" In 2003,
Luis Amaral bought Eurocash SA (EUR), a Warsaw-based grocery business, for 120
million Polish zlotys ($30 million). The operation was losing money.
Competitors were taking market share. Its owner, Jeronimo Martins SGPS SA, the
Lisbon-based retail operation controlled by billionaire Alexandre Soares Dos
Santos, wanted nothing to do with it.
Today,
Eurocash is Poland’s
biggest distributor of non- durable goods, with 19 percent of the market.
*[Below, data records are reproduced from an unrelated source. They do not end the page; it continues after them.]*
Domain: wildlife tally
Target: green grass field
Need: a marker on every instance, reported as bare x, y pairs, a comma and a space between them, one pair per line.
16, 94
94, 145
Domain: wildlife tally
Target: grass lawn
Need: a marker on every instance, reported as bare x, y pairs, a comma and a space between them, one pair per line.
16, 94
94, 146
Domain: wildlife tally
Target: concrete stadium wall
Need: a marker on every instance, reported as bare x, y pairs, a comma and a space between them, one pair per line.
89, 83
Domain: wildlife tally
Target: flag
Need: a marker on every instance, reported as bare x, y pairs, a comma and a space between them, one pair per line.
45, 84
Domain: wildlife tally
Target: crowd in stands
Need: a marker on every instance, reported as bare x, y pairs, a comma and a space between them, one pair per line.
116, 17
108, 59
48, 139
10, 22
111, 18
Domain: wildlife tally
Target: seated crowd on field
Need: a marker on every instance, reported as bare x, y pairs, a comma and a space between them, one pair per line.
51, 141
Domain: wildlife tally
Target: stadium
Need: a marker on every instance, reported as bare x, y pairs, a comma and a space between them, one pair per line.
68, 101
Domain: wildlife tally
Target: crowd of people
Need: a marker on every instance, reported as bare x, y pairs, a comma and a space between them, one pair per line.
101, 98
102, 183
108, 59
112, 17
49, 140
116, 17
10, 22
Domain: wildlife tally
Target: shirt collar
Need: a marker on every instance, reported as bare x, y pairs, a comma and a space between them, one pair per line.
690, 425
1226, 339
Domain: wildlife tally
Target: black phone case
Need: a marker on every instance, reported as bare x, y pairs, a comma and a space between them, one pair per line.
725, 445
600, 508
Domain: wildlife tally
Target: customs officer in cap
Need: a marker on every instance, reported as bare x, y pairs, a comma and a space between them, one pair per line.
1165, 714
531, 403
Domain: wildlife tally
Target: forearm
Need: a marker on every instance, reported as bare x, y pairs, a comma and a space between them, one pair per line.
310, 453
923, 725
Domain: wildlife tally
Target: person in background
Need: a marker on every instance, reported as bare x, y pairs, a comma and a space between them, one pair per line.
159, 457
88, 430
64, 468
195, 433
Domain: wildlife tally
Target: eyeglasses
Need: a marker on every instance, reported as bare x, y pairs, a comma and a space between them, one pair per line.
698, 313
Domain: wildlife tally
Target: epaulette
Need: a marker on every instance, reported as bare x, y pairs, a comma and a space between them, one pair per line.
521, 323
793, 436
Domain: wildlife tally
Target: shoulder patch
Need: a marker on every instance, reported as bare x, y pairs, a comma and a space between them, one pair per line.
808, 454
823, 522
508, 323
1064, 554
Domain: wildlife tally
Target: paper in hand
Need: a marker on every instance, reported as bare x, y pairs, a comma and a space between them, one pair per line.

The
company’s value has surged more than 15-fold since selling shares in an initial
public offering in 2005, helping Amaral, the 51-year-old chief executive
officer and Portugal
native, amass a $1.1 billion fortune, according to the Bloomberg Billionaires
Index. Amaral’s 44
percent stake in Eurocash, which sold about 7.8 million lollipops and 3 million
bottles of champagne last year, is valued at about $910 million. He has
collected about $220 million in dividends and stock sales since the public
offering, according to data compiled by Bloomberg, and has never appeared on an
international wealth ranking.
“He’s a
visionary who created a custom-built business for the Polish market,” said
Jakub Krawczyk, a Vienna-based analyst at Raiffeisen Centrobank AG in a phone
interview on Jan. 9. “Eurocash has helped traditional retailers to survive
against the onslaught of giant supermarkets.” “We don’t comment on his personal wealth,”
said Jan Domanski, the company’s head of investor relations, in a phone
interview on Jan. 9. “He is a very private person.”
Eurocash,
whose wholesale stores sell grocery items, alcoholic beverages and other
supplies, saw revenue increase 68 percent to 12.4 billion PLN in the first nine
months of 2012 from a year earlier. About half of Eurocash’s sales are
generated from independent grocery stores, an important element of most Polish
communities.
The
company’s growth comes amid increased competition from international
hypermarket chains such as Tesco Plc, the biggest food retailer in the U.K., and
Carrefour SA (CA), the world’s second- largest food seller. Carrefour, which
has 248 supermarket and hypermarkets in Poland, announced plans to build
200 smaller stores in the country in July.
“The large
chains are non-Polish owned and mom-and-pops are very frightened of the
hypermarket invasion,” Charles Allen, an analyst for Bloomberg Industries in Princeton, New
Jersey, said by phone. “Eurocash is listed in Poland and
offers a defense.”
Eurocash
also operates its own retail stores. Many Poles are loyal to their corner shop,
preferring to buy milk, vegetables and other household goods there instead of
at the larger hypermarkets.
Amaral
moved to Poland from Portugal in
1995 to work for Jeronimo Martins, where helped establish Biedronka, now the
country’s largest discount retail chain. He left moved to South America in
2000, eventually settling in Brazil,
where he became a partner in a private equity firm.
In 2003,
Amaral returned to Poland
to buy Eurocash. Jeronimo Martins was struggling to recover from a faulty
implementation of productivity and accounting software that threatened to
destroy its business, and sold Eurocash to focus on its expanding Biedronka
chain, Allen said. “The whole
of Jeronimo Martins was in bad shape,” he said. “A lot of people didn’t think
Eurocash would survive.”
Eurocash
had 48 stores when Amaral purchased it in a management buyout. He focused on
expansion, using the company’s profits to finance acquisitions, buying Premium
Distributors, the biggest alcoholic beverages distributor in Poland, in 2010
from Warsaw-based Central European Distribution Corp. (CEDC)
A year
later, Amaral paid 1.1 billion PLN for the Tradis distribution unit of
Warsaw-based retail distributor Emperia Holding SA. The company opened its
150th Eurocash Cash & Carry store in Poznan,
Poland this
month.
Amaral is
expanding beyond food. In September, Eurocash agreed to buy at least 25 percent
of cosmetics maker Polbita- Interchem Group for an undisclosed sum from
Warsaw-based a private equity firm Resource Partners Holdings."